Resolution-invariant image classificationFusion with modern blocks
Like MLP or attention modules, FNO may be most useful as one branch inside a hybrid model: global spectral context plus local detail paths.
Multi-sized image classification with FNODense prediction needs restraint
For segmentation, the design should not ask FNO to carry the full boundary-refinement burden. It should complement, not replace, local modules.
FNO for low-quality image recognitionNext Design I Would Try
The next version should preserve the U-shape backbone and add FNO more carefully.

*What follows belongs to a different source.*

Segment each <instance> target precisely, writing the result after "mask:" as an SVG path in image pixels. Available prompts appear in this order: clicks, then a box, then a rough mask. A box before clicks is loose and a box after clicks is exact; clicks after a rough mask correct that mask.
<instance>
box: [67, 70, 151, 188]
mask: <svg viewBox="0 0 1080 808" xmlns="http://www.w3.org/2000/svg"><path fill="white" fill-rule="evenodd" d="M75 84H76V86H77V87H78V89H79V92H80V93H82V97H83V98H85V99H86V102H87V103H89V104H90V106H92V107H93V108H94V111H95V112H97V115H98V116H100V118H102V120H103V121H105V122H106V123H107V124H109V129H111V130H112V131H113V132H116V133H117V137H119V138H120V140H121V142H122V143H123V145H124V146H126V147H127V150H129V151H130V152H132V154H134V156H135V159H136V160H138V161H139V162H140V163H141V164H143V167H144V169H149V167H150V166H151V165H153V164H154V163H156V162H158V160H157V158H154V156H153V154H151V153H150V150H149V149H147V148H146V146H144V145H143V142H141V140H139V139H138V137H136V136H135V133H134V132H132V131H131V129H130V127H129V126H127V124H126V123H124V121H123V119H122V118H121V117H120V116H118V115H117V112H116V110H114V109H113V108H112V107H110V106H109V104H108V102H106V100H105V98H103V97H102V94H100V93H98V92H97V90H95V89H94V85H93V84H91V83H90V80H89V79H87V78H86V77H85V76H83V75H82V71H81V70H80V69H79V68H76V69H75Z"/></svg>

1. Keep the local U-shape path
Do not remove skip connections and convolutional refinement. They are the strongest inductive bias for boundary precision.
2. Add FNO as a global branch
Use spectral features alongside the local path, then fuse features with attention, gating, or lightweight MLP mixing.
3. Run controlled ablations
Compare local-only, spectral-only, and fused variants while keeping data split, loss, and training schedule fixed.
4. Stabilize before scaling
Stay with 2D slices until the fusion path is stable, then consider 3D extension and stronger multiclass training.
Implementation Lessons
MedSegDiff-V2 was originally the planned foundation for the hybrid model. The goal was to combine FNO with MedSegDiff so the diffusion pipeline could use spectral global context for brain MRI segmentation. In practice, MedSegDiff-V2 was difficult to deploy, and its architecture did not provide a clean insertion point for FNO blocks. Adding FNO looked less like a modular extension and more like changing the whole model structure, so the experiment shifted toward a simpler diffusion U-shape baseline where each component could be isolated and tested.
What became workable
- The diffusion U-shape pipeline offered a clearer modular structure than MedSegDiff-V2.
- Forward diffusion, denoising, and loss components were easier to isolate for debugging.
- Swapping components, including FNO blocks, was straightforward in the modular baseline.
What stayed difficult
- Reproducing MedSegDiff-V2 for multiclass segmentation failed despite reasonable binary performance.
- Deployment and training were unstable, making multiclass tuning hard to trust.
- Timestep embeddings with FNO blocks caused shape mismatches and conditioning issues.